To Brigadier General James Mitchell Varnum
Head Quarters Middlebrook 14th Febry 1779
I received your favor of the 29th Ultimo.1
It is no easy matter, and always requires great efforts of judgement, to extinguish a general spirit of complaint, without punishing the principal offenders; for soldiers are restrained, more by fear, than by argument; by severe and well timed example,2 than by cool and lenient measures.3
I could wish there were no reasons to suppose that the soldiers have drawn encouragement, from the sentiments, or unguarded expressions of their officers; and that officers having a sense of the duty they owe their country, would endeavour to accommodate the minds of the soldiery to the circumstances of the times. That mutinous spirit which some corps have lately discovered, averse from order, and subordination, must be extinguished4 by every means in our power, and punishments enforced proportionate to the5 nature and consequences of the crime. As in the late case, I will not doubt your exertions, should such licentiousness ever again make its appearance.
The troops which you mentioned,6 have arrived at New-york. I am sir Your most hble servt
LS, in James McHenry’s writing, NhHi: Sullivan Papers; Df, DLC:GW; Varick transcript, DLC:GW.
1. Varnum’s letter to GW of 29 Jan. has not been found. For the alleged mutiny that Varnum had reported in that letter and Maj. Gen. John Sullivan’s view that Varnum had exaggerated the incident, see GW to Sullivan, this date; Sullivan to GW, 3 March; and GW to Sullivan and to Varnum, both 19 March; see also Varnum to GW, 9 March.
2. At this place on the draft manuscript, McHenry first wrote “punishment.” He then struck out that word and wrote “examples” above the line.
3. At this place on the draft manuscript, McHenry first wrote “example.” He then struck out that word and wrote “measures.”

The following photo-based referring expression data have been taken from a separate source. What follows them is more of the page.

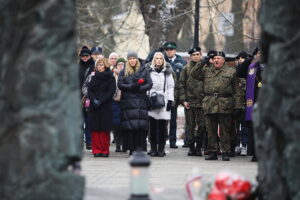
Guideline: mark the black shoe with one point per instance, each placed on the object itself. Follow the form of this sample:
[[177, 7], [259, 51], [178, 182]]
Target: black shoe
[[185, 145], [225, 156], [161, 150], [192, 150], [153, 150], [118, 148], [232, 154], [198, 149], [88, 147], [254, 159], [212, 156]]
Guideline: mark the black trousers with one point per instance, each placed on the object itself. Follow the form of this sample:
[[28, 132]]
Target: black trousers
[[118, 136], [250, 138], [134, 140], [158, 130], [173, 126]]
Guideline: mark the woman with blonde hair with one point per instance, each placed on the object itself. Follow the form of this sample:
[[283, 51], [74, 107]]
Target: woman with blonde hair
[[101, 89], [134, 81], [163, 84]]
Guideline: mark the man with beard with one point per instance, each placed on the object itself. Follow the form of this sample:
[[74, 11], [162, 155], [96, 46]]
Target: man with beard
[[219, 102], [191, 95]]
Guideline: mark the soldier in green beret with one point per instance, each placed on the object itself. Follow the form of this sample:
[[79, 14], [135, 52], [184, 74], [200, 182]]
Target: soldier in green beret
[[220, 100]]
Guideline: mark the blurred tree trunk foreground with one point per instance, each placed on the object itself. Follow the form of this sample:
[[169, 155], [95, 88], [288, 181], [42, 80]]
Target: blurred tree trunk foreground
[[277, 134], [40, 134]]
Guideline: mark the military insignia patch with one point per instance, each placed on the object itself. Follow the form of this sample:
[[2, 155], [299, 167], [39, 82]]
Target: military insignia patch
[[251, 71], [249, 102]]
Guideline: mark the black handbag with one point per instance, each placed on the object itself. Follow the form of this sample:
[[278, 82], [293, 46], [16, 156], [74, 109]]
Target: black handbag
[[156, 100]]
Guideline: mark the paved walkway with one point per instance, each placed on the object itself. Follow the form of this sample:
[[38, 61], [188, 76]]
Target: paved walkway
[[108, 178]]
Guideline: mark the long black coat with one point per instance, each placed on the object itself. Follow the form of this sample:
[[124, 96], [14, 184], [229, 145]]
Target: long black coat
[[242, 72], [134, 112], [102, 87]]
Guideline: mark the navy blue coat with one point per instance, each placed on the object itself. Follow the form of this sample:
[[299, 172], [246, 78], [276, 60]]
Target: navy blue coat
[[134, 110], [102, 87]]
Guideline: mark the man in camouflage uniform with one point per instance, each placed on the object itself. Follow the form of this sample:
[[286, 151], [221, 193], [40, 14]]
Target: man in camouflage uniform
[[220, 90], [191, 95]]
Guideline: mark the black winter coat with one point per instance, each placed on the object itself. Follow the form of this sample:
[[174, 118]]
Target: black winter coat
[[83, 72], [134, 111], [102, 87]]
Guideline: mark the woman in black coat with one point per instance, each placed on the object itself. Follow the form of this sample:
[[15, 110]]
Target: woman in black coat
[[245, 70], [134, 81], [101, 89]]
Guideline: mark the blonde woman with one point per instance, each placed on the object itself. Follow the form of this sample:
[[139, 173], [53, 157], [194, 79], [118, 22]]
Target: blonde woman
[[134, 81], [163, 83]]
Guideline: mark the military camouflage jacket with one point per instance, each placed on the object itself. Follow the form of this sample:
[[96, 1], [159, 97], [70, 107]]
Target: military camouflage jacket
[[219, 82], [190, 89], [241, 93]]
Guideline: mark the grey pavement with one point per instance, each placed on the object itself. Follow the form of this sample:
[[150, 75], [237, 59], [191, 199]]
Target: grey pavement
[[108, 178]]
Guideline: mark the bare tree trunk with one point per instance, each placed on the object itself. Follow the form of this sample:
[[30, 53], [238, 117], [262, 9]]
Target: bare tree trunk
[[163, 19], [235, 43], [277, 117], [40, 133]]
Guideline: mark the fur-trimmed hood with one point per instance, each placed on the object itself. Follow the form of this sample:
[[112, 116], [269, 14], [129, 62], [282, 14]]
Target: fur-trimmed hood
[[168, 69]]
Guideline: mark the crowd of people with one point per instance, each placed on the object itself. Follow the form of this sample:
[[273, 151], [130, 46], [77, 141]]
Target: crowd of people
[[137, 100]]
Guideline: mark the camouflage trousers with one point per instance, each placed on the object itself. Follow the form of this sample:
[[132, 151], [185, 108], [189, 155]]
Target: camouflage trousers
[[225, 124], [195, 122]]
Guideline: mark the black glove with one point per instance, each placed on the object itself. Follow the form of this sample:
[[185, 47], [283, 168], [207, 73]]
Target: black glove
[[135, 86], [237, 113], [96, 103], [169, 105]]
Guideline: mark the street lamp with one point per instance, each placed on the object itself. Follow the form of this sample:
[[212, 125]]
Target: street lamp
[[139, 179]]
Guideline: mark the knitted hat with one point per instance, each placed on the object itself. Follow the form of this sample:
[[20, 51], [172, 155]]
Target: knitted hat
[[195, 49], [96, 50], [131, 54], [85, 51], [219, 53], [121, 60], [170, 45], [211, 53]]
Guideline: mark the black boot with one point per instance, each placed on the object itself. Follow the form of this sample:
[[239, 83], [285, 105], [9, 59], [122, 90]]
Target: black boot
[[118, 148], [153, 151], [254, 159], [212, 156], [198, 149], [192, 151], [225, 156], [161, 150]]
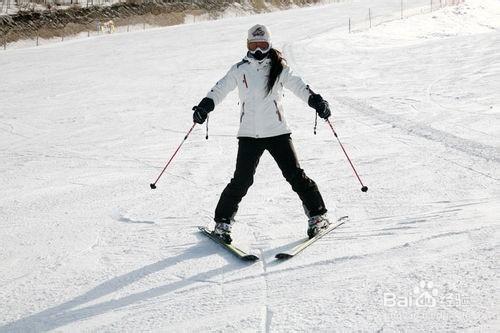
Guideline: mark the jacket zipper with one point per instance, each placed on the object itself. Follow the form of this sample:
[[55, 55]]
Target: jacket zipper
[[277, 110], [242, 112], [245, 80]]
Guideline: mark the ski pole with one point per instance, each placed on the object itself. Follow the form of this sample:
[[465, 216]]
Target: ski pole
[[364, 188], [153, 185]]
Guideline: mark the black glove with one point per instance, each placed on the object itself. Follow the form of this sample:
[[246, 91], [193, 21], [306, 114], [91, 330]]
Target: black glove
[[320, 105], [201, 110]]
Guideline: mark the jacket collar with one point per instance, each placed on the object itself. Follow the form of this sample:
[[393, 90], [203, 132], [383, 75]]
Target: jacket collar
[[257, 63]]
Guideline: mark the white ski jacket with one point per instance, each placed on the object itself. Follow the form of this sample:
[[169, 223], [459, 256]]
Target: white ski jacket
[[261, 114]]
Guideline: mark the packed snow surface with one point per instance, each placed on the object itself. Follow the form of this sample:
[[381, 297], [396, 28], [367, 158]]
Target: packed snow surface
[[86, 125]]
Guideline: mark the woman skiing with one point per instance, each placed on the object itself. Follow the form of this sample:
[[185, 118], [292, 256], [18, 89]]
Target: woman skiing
[[260, 78]]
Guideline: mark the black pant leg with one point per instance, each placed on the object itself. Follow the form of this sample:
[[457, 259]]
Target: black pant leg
[[249, 152], [282, 150]]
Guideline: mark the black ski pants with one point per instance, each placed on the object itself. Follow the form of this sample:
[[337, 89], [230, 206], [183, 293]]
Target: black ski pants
[[281, 149]]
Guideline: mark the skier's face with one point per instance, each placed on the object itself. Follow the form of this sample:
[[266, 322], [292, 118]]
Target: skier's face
[[254, 46]]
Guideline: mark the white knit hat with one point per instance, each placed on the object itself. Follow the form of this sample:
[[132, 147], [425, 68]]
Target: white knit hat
[[259, 33]]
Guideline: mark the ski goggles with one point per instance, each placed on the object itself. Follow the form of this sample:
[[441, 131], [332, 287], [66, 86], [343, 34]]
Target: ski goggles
[[253, 46]]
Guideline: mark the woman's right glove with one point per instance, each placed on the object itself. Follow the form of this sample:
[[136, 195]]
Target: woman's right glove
[[320, 105], [201, 110]]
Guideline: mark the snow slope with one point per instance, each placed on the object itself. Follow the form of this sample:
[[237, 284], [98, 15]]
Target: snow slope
[[86, 125]]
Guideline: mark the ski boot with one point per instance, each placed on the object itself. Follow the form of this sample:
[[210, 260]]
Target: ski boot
[[223, 230], [316, 224]]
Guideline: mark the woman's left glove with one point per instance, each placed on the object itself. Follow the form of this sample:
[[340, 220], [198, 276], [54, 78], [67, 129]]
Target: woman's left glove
[[201, 110], [320, 105]]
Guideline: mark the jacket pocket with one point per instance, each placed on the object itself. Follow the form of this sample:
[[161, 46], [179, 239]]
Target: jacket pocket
[[280, 118]]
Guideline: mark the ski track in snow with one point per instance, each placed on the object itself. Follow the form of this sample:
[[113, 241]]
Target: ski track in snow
[[86, 245]]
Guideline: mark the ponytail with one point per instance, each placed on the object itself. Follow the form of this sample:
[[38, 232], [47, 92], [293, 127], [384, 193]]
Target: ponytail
[[277, 64]]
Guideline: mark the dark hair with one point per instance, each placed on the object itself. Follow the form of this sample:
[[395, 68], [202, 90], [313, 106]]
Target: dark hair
[[277, 64]]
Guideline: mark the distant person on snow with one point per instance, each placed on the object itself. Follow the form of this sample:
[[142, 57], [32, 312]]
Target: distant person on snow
[[260, 78]]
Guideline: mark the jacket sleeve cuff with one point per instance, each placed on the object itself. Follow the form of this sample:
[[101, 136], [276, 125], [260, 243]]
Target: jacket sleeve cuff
[[207, 103]]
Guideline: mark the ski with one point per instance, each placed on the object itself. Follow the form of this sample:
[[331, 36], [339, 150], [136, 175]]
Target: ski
[[302, 246], [231, 248]]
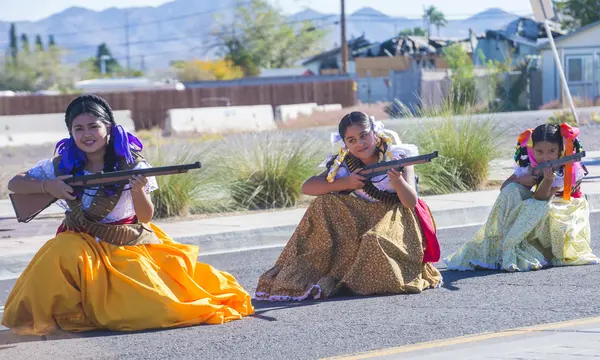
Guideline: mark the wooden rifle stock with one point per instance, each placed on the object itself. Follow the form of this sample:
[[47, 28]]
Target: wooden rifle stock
[[28, 206], [371, 171]]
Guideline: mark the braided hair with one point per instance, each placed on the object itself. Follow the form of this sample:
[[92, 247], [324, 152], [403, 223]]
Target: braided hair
[[547, 132], [97, 107], [362, 119]]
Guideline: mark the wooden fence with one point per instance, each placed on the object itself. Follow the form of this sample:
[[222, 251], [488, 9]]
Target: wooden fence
[[148, 108]]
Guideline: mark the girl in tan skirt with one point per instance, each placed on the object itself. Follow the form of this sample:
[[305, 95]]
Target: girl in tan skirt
[[365, 237]]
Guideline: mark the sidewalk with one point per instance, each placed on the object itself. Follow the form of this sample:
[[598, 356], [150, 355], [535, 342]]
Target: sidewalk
[[18, 242]]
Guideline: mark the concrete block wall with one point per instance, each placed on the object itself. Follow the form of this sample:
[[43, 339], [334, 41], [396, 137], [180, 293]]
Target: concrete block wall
[[39, 129], [220, 119]]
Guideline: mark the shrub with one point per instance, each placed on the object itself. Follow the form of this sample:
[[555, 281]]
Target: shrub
[[465, 147], [268, 172]]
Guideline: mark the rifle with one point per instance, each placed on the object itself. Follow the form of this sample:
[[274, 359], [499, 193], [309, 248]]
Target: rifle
[[371, 171], [28, 206], [538, 171]]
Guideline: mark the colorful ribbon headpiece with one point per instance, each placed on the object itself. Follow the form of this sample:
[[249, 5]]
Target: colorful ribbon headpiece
[[569, 135], [335, 136], [74, 158]]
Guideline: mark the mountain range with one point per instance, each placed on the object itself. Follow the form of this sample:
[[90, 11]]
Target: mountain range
[[181, 29]]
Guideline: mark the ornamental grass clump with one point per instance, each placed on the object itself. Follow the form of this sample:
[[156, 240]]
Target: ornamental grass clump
[[267, 171]]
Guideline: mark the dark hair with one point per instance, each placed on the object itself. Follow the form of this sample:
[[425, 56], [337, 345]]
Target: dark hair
[[97, 107], [354, 118], [547, 132], [89, 104]]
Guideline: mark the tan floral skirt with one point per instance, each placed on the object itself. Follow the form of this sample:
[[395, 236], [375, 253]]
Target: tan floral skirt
[[344, 243]]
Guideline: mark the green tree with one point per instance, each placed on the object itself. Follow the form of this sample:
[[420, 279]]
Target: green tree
[[112, 66], [25, 43], [39, 45], [13, 43], [433, 16], [438, 20], [260, 37], [416, 31], [577, 13], [37, 71]]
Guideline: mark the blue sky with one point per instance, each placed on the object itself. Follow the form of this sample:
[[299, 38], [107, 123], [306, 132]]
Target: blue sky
[[38, 9]]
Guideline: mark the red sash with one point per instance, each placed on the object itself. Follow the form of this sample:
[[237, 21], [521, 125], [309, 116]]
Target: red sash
[[432, 247]]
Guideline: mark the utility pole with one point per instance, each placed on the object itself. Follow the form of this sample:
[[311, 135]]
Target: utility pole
[[127, 40], [344, 43]]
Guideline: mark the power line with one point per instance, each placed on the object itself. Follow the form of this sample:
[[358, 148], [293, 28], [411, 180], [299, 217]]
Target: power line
[[157, 21], [349, 19], [212, 33]]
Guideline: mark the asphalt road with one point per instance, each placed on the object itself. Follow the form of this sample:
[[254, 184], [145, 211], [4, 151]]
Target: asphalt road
[[469, 303]]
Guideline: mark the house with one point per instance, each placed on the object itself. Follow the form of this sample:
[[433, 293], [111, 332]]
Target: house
[[330, 61], [579, 52], [517, 41]]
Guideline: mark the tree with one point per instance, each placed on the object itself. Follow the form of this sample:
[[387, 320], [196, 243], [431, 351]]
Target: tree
[[261, 37], [438, 20], [433, 16], [577, 13], [14, 47], [25, 43], [112, 66], [37, 71], [416, 31], [39, 46]]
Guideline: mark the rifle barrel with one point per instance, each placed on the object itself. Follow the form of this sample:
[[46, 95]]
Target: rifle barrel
[[123, 176]]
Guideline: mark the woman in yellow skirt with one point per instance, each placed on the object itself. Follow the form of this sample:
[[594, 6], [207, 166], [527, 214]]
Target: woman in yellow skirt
[[534, 224], [133, 278], [359, 236]]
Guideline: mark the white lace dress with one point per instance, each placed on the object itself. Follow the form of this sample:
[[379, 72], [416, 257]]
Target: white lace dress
[[382, 182], [124, 208]]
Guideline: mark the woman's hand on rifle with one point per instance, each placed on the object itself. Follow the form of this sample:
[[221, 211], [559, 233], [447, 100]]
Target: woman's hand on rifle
[[138, 182], [58, 188], [396, 176]]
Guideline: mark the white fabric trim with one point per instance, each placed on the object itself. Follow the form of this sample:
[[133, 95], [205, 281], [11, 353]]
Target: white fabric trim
[[44, 169]]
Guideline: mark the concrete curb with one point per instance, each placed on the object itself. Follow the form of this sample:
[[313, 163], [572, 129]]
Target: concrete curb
[[11, 265]]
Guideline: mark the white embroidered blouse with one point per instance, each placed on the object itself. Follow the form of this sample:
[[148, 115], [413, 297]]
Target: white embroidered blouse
[[124, 209], [382, 182]]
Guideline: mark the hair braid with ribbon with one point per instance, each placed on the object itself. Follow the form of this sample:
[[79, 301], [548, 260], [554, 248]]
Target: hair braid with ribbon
[[121, 146], [383, 145]]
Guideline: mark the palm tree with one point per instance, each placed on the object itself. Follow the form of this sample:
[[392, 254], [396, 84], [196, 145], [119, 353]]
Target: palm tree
[[427, 13], [438, 19]]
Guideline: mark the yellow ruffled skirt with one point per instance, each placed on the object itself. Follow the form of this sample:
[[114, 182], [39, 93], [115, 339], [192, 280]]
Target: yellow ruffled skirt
[[76, 283], [523, 234]]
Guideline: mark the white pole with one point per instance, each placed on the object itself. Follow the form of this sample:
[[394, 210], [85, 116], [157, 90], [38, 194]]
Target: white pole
[[561, 71]]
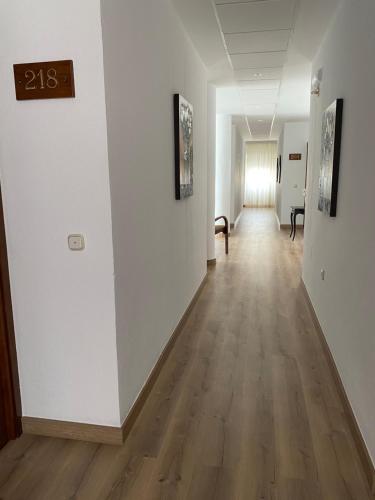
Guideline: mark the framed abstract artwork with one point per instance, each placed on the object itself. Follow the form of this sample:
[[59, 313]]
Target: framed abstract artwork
[[330, 158], [183, 130], [277, 169]]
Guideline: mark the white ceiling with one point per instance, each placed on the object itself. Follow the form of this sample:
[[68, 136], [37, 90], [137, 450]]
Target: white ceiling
[[259, 54]]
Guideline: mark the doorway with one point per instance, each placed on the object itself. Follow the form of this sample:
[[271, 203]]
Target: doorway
[[10, 401]]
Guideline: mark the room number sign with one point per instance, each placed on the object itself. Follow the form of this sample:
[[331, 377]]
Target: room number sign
[[44, 80]]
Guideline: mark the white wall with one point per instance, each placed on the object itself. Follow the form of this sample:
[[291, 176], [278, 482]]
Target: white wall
[[230, 169], [160, 244], [223, 166], [345, 246], [211, 169], [54, 178], [290, 192], [237, 174], [278, 203]]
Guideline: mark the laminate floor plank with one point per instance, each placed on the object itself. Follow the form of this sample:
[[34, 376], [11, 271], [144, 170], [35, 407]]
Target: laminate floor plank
[[245, 408]]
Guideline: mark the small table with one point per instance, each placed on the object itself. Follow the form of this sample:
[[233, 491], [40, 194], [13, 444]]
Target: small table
[[293, 219]]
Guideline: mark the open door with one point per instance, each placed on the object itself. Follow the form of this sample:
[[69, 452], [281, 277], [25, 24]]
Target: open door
[[10, 405]]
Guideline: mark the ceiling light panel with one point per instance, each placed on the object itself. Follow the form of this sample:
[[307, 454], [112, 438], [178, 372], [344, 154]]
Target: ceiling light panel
[[220, 2], [260, 128], [259, 96], [260, 110], [259, 84], [258, 41], [256, 16], [258, 60], [257, 74]]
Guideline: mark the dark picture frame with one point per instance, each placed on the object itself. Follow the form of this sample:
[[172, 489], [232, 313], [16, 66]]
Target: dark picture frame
[[184, 154], [330, 158]]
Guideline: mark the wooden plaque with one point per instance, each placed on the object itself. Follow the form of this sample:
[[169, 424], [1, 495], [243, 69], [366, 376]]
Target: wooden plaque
[[295, 156], [44, 80]]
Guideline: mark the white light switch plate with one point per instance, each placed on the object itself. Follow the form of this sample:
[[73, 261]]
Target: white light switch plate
[[76, 242]]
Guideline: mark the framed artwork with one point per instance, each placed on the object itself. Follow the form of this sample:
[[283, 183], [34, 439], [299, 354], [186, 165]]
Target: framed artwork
[[183, 130], [277, 169], [330, 158], [280, 169]]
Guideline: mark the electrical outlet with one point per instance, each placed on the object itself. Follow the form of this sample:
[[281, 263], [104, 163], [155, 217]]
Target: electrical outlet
[[76, 242]]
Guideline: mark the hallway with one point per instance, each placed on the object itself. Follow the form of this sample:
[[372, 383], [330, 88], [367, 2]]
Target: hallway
[[245, 407]]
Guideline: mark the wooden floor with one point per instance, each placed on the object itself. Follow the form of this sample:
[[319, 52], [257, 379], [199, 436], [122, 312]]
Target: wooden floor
[[245, 407]]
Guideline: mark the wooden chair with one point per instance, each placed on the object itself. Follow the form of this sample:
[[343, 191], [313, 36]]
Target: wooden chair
[[223, 228]]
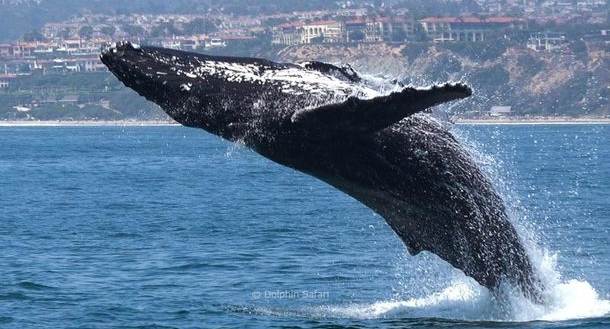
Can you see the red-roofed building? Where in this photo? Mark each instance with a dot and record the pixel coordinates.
(468, 28)
(295, 33)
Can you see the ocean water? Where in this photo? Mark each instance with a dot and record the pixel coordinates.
(163, 227)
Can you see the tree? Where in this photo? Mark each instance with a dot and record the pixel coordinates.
(85, 32)
(108, 30)
(356, 36)
(33, 35)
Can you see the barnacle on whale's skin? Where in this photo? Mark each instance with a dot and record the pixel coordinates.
(328, 122)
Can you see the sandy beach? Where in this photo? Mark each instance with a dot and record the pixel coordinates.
(535, 121)
(88, 123)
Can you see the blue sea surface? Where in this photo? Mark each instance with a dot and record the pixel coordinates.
(169, 227)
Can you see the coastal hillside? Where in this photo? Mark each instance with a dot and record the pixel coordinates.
(571, 81)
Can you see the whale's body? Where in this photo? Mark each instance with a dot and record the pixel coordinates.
(327, 122)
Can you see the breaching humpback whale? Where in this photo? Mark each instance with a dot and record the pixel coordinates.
(328, 122)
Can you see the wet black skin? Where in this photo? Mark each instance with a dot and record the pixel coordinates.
(412, 172)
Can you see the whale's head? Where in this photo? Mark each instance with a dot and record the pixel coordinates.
(160, 75)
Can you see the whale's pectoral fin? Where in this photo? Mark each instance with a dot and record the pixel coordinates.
(370, 115)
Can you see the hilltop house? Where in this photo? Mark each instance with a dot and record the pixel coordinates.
(546, 41)
(468, 28)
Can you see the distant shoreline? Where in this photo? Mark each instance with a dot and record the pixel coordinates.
(88, 123)
(153, 123)
(534, 121)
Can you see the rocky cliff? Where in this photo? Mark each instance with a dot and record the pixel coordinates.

4. On the draft manuscript, McHenry rewrote the first part of this sentence, and in so doing, he changed the phrase “should be extinguished” to “must be extinguished.”
5. At this place on the draft manuscript, McHenry wrote and then struck out the word “averse.”
6. At this place on the draft manuscript, McHenry wrote and then struck out the words “embarking at New-port.”